Es knallt irrsinnig laut, und ich laufe um den Tresen herum.

Eine ältere Dame mit lila Haaren (leuchtend lila, nicht dieses missglückte Silbergrau-Lila) liegt auf zerquetschten Kartons und reibt sich die Hüfte.

»Das gibt einen blauen Fleck«, murmelt sie. Dann sieht sie mich mit trüben Augen streng an. »Sie haben hier hinten nichts zu suchen. Das verstößt gegen die Regeln.«

Ich reiche ihr die Hand und helfe ihr auf. »Ist schon gut. Ich verrate Ihrem Chef nichts.«

»Das können Sie auch nicht. Er ist letzten Monat gestorben. Ich fürchte, Sie müssen mit mir vorliebnehmen. Kann ich Ihnen helfen?«

Ihre rote Brille sitzt schief auf ihrer Nase, und ich kann mich nur mit Mühe davon abhalten, sie zurechtzurücken.

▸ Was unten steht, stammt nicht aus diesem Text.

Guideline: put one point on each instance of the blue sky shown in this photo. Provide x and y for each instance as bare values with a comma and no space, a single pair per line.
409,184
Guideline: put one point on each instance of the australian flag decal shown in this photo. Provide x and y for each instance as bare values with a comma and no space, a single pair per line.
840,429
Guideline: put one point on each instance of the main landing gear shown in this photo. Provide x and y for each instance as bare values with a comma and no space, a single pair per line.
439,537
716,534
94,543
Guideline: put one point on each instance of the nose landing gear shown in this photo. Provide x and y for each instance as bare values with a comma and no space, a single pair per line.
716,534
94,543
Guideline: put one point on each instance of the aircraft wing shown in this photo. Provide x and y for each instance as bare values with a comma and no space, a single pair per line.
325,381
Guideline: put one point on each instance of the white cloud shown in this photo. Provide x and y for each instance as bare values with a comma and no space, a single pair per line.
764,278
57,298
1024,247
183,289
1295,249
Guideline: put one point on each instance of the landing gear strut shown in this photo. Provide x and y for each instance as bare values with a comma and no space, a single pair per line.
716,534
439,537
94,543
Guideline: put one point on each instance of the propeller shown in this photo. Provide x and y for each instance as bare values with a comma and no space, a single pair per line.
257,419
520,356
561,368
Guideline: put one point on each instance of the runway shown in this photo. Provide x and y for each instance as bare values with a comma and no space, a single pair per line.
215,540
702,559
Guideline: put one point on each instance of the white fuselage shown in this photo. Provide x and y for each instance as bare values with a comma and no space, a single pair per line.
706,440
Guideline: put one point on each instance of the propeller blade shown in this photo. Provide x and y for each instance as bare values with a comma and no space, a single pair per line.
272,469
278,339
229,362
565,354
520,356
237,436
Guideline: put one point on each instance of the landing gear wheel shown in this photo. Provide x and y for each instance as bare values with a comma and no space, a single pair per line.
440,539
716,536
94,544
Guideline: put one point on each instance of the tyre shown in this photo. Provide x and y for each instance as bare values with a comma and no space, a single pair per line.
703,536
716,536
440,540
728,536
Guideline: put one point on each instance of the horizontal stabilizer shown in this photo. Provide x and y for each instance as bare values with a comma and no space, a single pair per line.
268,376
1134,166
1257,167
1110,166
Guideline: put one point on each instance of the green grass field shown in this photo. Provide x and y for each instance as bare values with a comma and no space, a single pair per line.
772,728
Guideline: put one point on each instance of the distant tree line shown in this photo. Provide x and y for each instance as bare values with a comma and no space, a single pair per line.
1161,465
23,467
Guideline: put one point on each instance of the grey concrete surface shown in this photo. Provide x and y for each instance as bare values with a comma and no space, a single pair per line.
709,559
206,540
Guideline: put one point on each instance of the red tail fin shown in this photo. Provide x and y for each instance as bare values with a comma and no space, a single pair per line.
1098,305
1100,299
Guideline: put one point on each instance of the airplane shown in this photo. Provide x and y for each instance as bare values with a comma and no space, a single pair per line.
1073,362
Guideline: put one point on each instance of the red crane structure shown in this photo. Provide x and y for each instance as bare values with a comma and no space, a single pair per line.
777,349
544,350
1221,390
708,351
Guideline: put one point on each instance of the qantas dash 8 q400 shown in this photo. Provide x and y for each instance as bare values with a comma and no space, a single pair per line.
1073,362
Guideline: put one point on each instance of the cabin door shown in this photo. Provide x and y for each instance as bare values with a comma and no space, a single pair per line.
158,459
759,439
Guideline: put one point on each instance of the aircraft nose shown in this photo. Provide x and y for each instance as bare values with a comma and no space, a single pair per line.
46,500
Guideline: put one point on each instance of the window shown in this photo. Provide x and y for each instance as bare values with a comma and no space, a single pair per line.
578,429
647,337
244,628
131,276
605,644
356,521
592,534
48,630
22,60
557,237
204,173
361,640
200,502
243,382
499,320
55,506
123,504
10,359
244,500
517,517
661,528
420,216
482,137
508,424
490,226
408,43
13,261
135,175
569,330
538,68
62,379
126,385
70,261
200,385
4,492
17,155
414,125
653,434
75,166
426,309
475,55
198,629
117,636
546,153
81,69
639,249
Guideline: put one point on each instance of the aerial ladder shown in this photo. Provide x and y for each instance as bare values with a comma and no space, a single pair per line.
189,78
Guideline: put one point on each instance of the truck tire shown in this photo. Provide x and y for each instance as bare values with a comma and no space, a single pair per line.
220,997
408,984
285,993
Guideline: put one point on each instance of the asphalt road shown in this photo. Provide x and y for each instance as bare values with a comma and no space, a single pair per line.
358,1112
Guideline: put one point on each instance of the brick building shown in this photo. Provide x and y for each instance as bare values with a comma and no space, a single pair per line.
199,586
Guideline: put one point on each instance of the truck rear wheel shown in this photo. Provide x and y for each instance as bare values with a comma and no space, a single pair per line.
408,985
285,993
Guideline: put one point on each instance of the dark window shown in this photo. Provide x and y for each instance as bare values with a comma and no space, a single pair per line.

»Geht es Ihnen wirklich gut?« Ich habe meine Hand immer noch an ihrem Ellbogen.

»Ja, nichts passiert.« Sie hebt das Kinn. »Ich helfe nur aus, bis die neue Besitzerin hier auftaucht. Eigentlich sollte sie schon letzte Woche eintreffen, aber es ist ihr wohl etwas Wichtigeres dazwischengekommen«, sagt sie abfällig und mustert mich. »Wollen Sie jemanden besuchen? Wenn Sie nicht auf der Liste stehen, kann ich Sie nicht reinlassen.«

Ihre lila Locken sind starr vor Haarspray.

Ich halte inne. Wurde ich gerade von jemandem beleidigt, der eine rot-lila karierte Hose trägt?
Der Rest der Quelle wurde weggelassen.